Because some patients may be particularly susceptible to side effects with digoxin, the dosage of the drug should always be selected carefully and adjusted as the clinical condition of the patient warrants. In the past, when high doses of digoxin were used and little attention was paid to clinical status or concurrent medications, adverse reactions to digoxin were more frequent and severe. Cardiac adverse reactions accounted for about one-half, gastrointestinal disturbances for about one-fourth, and CNS and other toxicity for about one-fourth of these adverse reactions. However, available evidence suggests that the incidence and severity of digoxin toxicity has decreased substantially in recent years. In recent controlled clinical trials, in patients with predominantly mild to moderate heart failure, the incidence of adverse experiences was comparable in patients taking digoxin and in those taking placebo. In a large mortality trial, the incidence of hospitalization for suspected digoxin toxicity was 2% in patients taking LANOXIN compared to 0.9% in patients taking placebo. In this trial, the most common manifestations of digoxin toxicity included gastrointestinal and cardiac disturbances; CNS manifestations were less common.

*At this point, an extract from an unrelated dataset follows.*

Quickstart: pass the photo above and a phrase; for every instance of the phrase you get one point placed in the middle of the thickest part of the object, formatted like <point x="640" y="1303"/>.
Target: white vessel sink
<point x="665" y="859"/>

Clinical Trials Experience
Cardiac
Arrhythmia( first-degree, second-degree (Wenckebach), or third-degree heart block (including asystole); atrial tachycardia with block; AV dissociation; accelerated junctional (nodal) rhythm; unifocal or multiform ventricular premature contractions (especially bigeminy or trigeminy); ventricular tachycardia; and ventricular fibrillation).
Gastrointestinal
anorexia, nausea, vomiting, and diarrhea
Neurologic
visual disturbances (blurred or yellow vision), headache, weakness, dizziness, apathy, confusion, and mental disturbances (such as anxiety, depression, delirium, and hallucination).
Other adverse reactions
Gynecomastia, thrombocytopenia and maculopapular rash.
Postmarketing Experience
FDA Package Insert for Lanoxin tablet contains no information regarding 'Postmarketing Experience'.